In my mind, I wanted to go back, look that man directly in the face and tell him, “Fuck you and your misogynist, demeaning ornament. You don’t get to judge my worth on my gender.” Then there was the other part of me. The one that said I’m probably just butthurt about the ways in which females are unequal and I see it even where it doesn’t exist.
I nudge a coworker and ask what they thought of the guy, they said he could be dominating at times but was fine in the end.
Dominating. That wasn’t the word I would have used. Enthusiastic, quick-witted, misogynist… Those are things I would’ve said. Not all bad.
I sit down. I get back to work.
He walks in to my new workplace.
I’ll get to say my piece now I think. I was just surprised before. I think.
He starts talking about how the college I’m going to — Minerva Institute at KGI — sounds really fantastic and that he thought it was awesome I went to India. He said he knows what I do now.
It wasn’t an apology. There wasn’t even a hint of “I was wrong.” Only really, “I couldn’t have known.”
I couldn’t have known you were smart.
I couldn’t have known you were being paid for a reason.
I couldn’t have known you weren’t an ornament.
I talk with him about his time in India. I talk with him about Minerva a bit. He leaves.
Once again, I didn’t mention the ornament.
Somehow his “I couldn’t have known,” act made me feel like he knew he was wrong now. Saying my bit wasn’t compulsory anymore.
I’ve always joked that I am Gollum: the wretched creature in The Lord of the Rings that is torn between being Smeagol — pleasant, trustworthy, and eager to please — and Gollum — murderous, intelligent, and loyal to the Ring.
I sometimes refer to myself in the third person, I almost always talk about things I have done by saying “we” have done them. When people ask me who the others are I begin a particularly bad rendition of “Me, Myself, and I.”

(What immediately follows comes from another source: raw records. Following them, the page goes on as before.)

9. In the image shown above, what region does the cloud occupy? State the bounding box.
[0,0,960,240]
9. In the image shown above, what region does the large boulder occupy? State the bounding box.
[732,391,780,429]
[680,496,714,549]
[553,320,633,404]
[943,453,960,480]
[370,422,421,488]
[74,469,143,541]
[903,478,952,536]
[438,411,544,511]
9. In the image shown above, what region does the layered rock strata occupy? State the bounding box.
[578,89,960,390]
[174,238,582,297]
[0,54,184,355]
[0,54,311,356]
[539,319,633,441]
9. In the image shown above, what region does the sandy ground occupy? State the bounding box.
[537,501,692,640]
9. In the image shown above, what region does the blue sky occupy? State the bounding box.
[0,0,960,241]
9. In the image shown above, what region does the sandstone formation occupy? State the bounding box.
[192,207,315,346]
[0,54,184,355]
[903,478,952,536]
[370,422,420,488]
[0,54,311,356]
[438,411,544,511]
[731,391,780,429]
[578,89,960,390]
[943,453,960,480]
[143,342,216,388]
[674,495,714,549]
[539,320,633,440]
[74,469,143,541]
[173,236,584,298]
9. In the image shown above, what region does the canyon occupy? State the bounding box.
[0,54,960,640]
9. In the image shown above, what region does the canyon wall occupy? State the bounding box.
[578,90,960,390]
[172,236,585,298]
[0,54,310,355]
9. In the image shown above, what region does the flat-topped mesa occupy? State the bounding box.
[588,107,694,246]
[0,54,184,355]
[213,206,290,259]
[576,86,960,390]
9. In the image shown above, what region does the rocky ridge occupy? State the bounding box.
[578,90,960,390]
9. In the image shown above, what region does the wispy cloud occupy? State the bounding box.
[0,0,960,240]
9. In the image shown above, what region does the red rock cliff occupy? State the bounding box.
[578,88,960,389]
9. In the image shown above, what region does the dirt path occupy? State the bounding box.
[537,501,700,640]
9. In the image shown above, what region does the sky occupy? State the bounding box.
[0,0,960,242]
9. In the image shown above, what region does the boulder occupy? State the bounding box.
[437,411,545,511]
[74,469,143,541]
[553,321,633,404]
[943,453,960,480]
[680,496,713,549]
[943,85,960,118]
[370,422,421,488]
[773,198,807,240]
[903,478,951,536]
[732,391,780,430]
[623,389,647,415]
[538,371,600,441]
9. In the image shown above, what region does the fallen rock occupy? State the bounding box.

My Gollum isn’t only found in my verbal ticks. He is found in the fight I fight with myself every day. Someone will say something and part of me wants one thing, part of me wants the other. Either the two reconcile or one wins.
When the new guy came into the office, my nice, don’t-rock-the-boat, easily vindicated, subservient, Smeagol came out. I stuffed the raging, anarchist, won’t be silenced, feminist Gollum down where only I could find him.
That second part of me that would fight to the death for justice to be done was itching to be let out. It wanted to be let out because it realized, “I couldn’t have known,” was not nearly enough.
It realized that even if I was a dead beat who was sitting in this office because her Dad was funding her pity party if I hadn’t made it through high school or gone to live in India and teach — I wouldn’t have been a fucking ornament. And he certainly couldn’t have judged me as such on the five minutes he had known me.
I am not an ornament until proven otherwise.
Actually, let’s broaden that. Women are not objects until proven otherwise.
When you imply you were wrong to call someone an ornament not because you were wrong to judge them on their gender, but instead, because you discovered that they were actually intelligent and that your judgment was wrong because she broke the mold of what you assumed she was. You have gotten the whole system mixed.
Women are human always and after you’ve gotten that out of the way, you can get to know them and judge them from there. Just like you do men.
It finally happened. A man told me to my face that I was useless not because he had spent time trying to get to know what I was doing, but because I was a woman.
It wasn’t even an asshole. The guy who walked in the office had enough respect to come back and hint he was wrong — more than many would do. He did have a sense of humor and when it wasn’t pointed at my femaleness, he was funny. He was nice. And a misogynist.
If I had gotten my Gollum and my Smeagol sorted I would have tamed my “Fuck you,” with my “Nice to meet you.” Instead, I might have said:
“Nice to meet you, I think we will really enjoy working together so long as you don’t ever call me a fucking ornament again.”